Segundo o filósofo Mário Sergio Cortella, “a ética é o conjunto de valores e princípios que o indivíduo tem como referência para sua conduta na sociedade, enquanto a moral é a prática desses valores e princípios”.
Se eu falo para meus alunos da importância de ter valores e princípios para que nos tornemos uma boa pessoa, eticamente os estou orientando de forma adequada, porém, se não ajo segundo essa diretriz, estou indo contra os princípios da boa moral.
Devemos exigir respeito de nossos alunos, mas, primeiro, devemos agir de forma adequada, respeitando a todos, principalmente com nossas atitudes, para que possamos servir de modelo. Não podemos esquecer de que a melhor ferramenta de um professor é o seu próprio exemplo.
Engana-se quem acha que esses exemplos a que me refiro são apenas os de grande vulto, como o da competição citado antes. Aquele é uma consequência da preocupação exacerbada de formar o atleta rapidamente, ignorando o conteúdo mais importante para a formação do judoca, que é a parte ética e moral. Afinal, nada se inicia com grandes passos. É por meio dos pequenos ensinamentos, dos mais simples, que conseguiremos atuar como professores de judô, seguindo o pensamento mais importante deixado por Kano sensei, que é a formação de pessoas que possam fazer a diferença na construção de uma sociedade melhor.
Como esperar que nossos atletas façam os cumprimentos de forma adequada, se nós os fazemos de forma errada ou de qualquer jeito?
Da mesma forma, como ensinar e palestrar sobre a importância dos cumprimentos, se eu, como professor, não faço o ritsu-rei ao entrar e sair do dojô?
Alunos podem fazer aula com ornamentos no corpo, como brinco, pulseira, colar, anel, relógio? Se a resposta for sim, há algo errado. Se a resposta for não, devemos dar o exemplo e nos apresentarmos da mesma forma.
Um professor não pode usar um relógio no punho, justificando que precisa ver as horas durante a aula. Ou pode?
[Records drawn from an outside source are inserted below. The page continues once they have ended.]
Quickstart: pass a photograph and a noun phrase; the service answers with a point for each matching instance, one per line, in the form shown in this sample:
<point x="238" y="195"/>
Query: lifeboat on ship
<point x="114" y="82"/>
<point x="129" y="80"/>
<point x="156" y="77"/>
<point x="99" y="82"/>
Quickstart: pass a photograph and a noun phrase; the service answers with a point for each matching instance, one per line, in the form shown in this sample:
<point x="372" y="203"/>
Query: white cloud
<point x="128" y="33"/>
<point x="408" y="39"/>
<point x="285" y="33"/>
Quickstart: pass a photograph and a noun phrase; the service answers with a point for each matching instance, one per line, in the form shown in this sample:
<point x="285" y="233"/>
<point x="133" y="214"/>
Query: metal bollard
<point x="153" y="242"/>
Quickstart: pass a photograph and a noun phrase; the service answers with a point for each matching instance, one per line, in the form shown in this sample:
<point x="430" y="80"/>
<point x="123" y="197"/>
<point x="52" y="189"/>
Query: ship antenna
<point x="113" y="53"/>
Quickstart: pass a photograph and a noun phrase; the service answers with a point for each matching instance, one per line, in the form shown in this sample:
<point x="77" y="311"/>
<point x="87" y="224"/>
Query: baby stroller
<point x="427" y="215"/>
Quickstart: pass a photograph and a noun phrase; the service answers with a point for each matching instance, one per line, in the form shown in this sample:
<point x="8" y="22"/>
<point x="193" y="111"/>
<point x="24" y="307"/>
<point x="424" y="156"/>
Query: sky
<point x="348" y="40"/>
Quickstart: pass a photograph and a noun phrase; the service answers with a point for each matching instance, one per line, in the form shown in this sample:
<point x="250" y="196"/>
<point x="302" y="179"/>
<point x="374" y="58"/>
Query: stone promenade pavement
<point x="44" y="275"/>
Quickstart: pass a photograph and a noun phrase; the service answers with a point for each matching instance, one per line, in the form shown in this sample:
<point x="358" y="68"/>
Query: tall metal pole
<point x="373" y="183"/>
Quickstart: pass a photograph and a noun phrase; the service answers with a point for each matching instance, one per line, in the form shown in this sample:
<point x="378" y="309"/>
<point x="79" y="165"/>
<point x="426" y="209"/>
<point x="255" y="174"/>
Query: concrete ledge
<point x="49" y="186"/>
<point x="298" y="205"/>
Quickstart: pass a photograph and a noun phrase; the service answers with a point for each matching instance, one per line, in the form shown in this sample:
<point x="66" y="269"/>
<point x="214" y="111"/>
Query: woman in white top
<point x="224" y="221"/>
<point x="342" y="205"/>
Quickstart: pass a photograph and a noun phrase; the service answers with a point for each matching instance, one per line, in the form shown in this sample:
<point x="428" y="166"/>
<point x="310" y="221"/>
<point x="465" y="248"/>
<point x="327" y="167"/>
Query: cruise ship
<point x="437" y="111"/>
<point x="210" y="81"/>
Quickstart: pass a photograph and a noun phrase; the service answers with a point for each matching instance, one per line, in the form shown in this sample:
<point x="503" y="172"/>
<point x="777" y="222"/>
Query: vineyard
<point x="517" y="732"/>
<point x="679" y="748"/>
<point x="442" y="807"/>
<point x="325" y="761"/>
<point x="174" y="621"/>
No caso positivo, o aluno poderá dizer ou mesmo, ou não? Dizer que usa porque é professor e, portanto, pode piora as coisas ainda mais.
Temos de ensinar pelo exemplo e não pela autoridade. O respeito por meio da autoridade, da graduação e da hierarquia deve ser conquistado, e não banalizado.
Como fazemos para treinar quando o clima está muito frio? Os princípios éticos e filosóficos do judô pedem que estejamos vestidos apenas com o judogi (no caso das mulheres, sempre com uma camiseta branca por baixo do uwagi), mas podemos agir de acordo com o bom-senso e permitir que mesmo os homens treinem com uma roupa por baixo do judogi. Mas que a camiseta seja branca e que suas mangas não ultrapassem as do zubon. Se o professor vier com um moletom preto de capuz (capuz fora do uwagi) estará ensinando isso para seus alunos. Se for usar uma calça por baixo do zubon, não deixe que o comprimento das pernas dessa calça seja maior que as do próprio zubon.
Fora isso, prefiro pensar segundo as palavras do professor Paulo Duarte, que em seu livro A saga de um atleta da vida, diz que o grande judoca é aquele que no inverno desliza sobre o tatami gelado com altivez.
Seguir a cartilha dos ensinamentos e princípios do judô não significa que não possamos usar bom-senso, como no caso de professores idosos que, apesar das dificuldades físicas, ainda se fazem presentes nos tatamis, e às vezes vão usar blusas, meias e até luvas, por conta do frio. Mas eles são exceções que nos remetem a bons exemplos por tudo que já fizeram pelo judô e ainda se permitem fazer. A vida é assim, e isso deve ser ensinado como exceção e não como via normal de conduta.
Bibliografia
NOLTE, Dorothy Law e HARRIS, Rachel. As crianças aprendem o que vivenciam. Rio de Janeiro: Sextante, 2003. CORTELLA, Mário Sergio. Educação, Convivência e Ética. São Paulo: Cortez, 2015.
DUARTE, Paulo Duarte. A saga de um atleta da vida. São Paulo: Scortecci, 2005.
Wagner Antônio Vettorazzi
É professor kodansha shichi-dan (7º dan); formado em educação física e psicologia;
pós-graduado em educação; diretor técnico da 9ª DRJ ABC; avaliador dos exames de graduação da CBJ.